Recursive macros in C, demystified (once the ugly crying stops)

by eatonphilon 11/6/2025, 1:09 AMwith 82 comments

by chirszon 11/6/2025, 3:27 AM

The behavior of C macros is actually described by a piece of pseudocode from Dave Prosser and it is not in the standard:

* https://www.spinellis.gr/blog/20060626/

* https://www.spinellis.gr/pubs/jrnl/2006-DDJ-Finessing/html/S...

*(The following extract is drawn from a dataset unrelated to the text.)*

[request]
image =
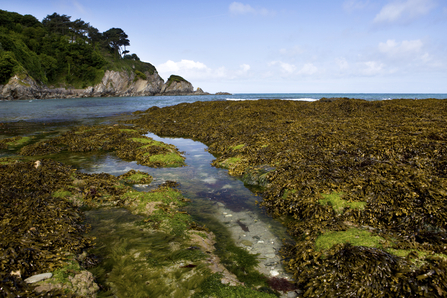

* https://gcc.gnu.org/legacy-ml/gcc-prs/2001-q1/msg00495.html

by kragenon 11/6/2025, 11:22 AM

I think the C preprocessor was designed after the GPM clone m6, its successor m4, and Ratfor, so I suspect the difficulty in doing things like this is intentional. I guess I should ask McIlroy, who is responsible for pushing m4 to its absolute limits and was present when the C preprocessor was being designed: https://www.cs.dartmouth.edu/~doug/barem4.m4

    _        Pure macros as a programming language
    _
    _ m4 is Turing complete even when stripped to the bare minimum
    _ of one builtin: `define'. This is not news; Christopher
    _ Strachey demonstrated it in his ancestral GPM, described in
    _ "A general- purpose macrogenerator", The Computer Journal 8
    _ (1965) 225-241.
    _
    _ This m4 program more fully illustrates universality by
    _ building familiar programming capabilities: unlimited
    _ precision integer arithmetic, boolean algebra, conditional
    _ execution, case-switching, and some higher-level operators
    _ from functional programming. In support of these normal
    _ facilities, however, the program exploits some unusual
    _ programming idioms:
    _ 
    _ 1. Case-switching via macro names constructed on the fly.
    _ 2. Equality testing by redefining macros.
    _ 3. Representing data structures by nested parenthesized lists.
    _ 4. Using macros as associative memory.
    _ 5. Inserting nested parameter symbols on the fly.
    _
    _ Idioms 2 and 5 are "reflective": the program writes code
    _ for itself.
It's very easy to get into enormous amounts of trouble in m4, m6, or GPM. The C preprocessor is not without its problems, but it is rare that I have difficulty in understanding why a given gcc -E invocation produces the output it does.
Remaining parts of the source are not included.